Get comfortable with legal technology
Whether you’re a lawyer or a legal consultant, being comfortable and proficient in today’s legal technology is a must for boosting your hireability and efficiency as a legal professional. This means staying informed on the latest tech trends in the legal industry (such as AI for lawyers) as well as learning how to use legal tech tools like Clio.
As Robert Jewett, Solo Attorney at Robert Jewett Law PLLC, explains, embracing Clio’s client intake solution improved more than just his intake process.
“…I was striving for efficiency when it came to the intake process,” Jewett said. “How could I move a potential client to an engaged client most efficiently? It’s not just about my time but it’s also about making the experience positive for my potential clients. I wanted to maximize my ability to do the work that only I can do. Things that can be automated really need to be automated.”
If you’re a law student, you can get comfortable legal technology early on—Clio’s Academic Access Program provides free Clio access to students.
Top skills for legal consultants
What skills do you need to be an effective legal consultant? While the legal knowledge and experience you gain in law school are essential for a legal consultant, there are also other skills that the most successful legal consultants—and lawyers—tend to master that can help you successfully work with and advise clients. These skills include the following:
- Attention to detail
- Research and analysis
- Business sense
- Creative problem solving: critical thinking skills, assessing situations
To learn more about how to embrace and develop these skills, read our post on the top seven skills for lawyers.
Final notes on becoming a legal consultant
Whether you’re already a lawyer or you’re just starting your journey towards becoming a legal professional, a career in legal consulting is a rewarding way to put your legal aptitude and communication skills to work.
While you won’t argue on behalf of clients in court, as a legal consultant you’ll give clients valuable guidance and legal advice as part of an exceptional client experience.
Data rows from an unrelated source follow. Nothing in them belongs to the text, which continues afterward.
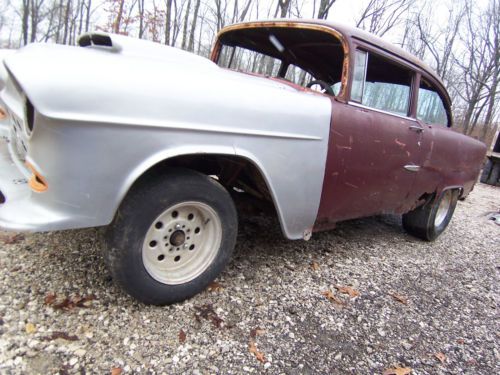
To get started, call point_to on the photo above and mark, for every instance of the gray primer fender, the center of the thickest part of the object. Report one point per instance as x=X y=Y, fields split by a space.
x=103 y=118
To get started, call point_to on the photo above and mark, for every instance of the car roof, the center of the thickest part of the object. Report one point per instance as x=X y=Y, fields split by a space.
x=349 y=32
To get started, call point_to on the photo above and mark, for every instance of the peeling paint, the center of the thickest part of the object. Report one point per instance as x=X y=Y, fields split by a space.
x=399 y=143
x=351 y=185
Regardless of where you currently are on the path towards legal consulting, there are steps you can take right now to gain valuable experience and skills to support success in your future career. If you’re an undergraduate, for example, this could mean volunteering or joining relevant student organizations. Or, if you’re a law student, getting comfortable with using legal technology now can give you a leg up when you start your career.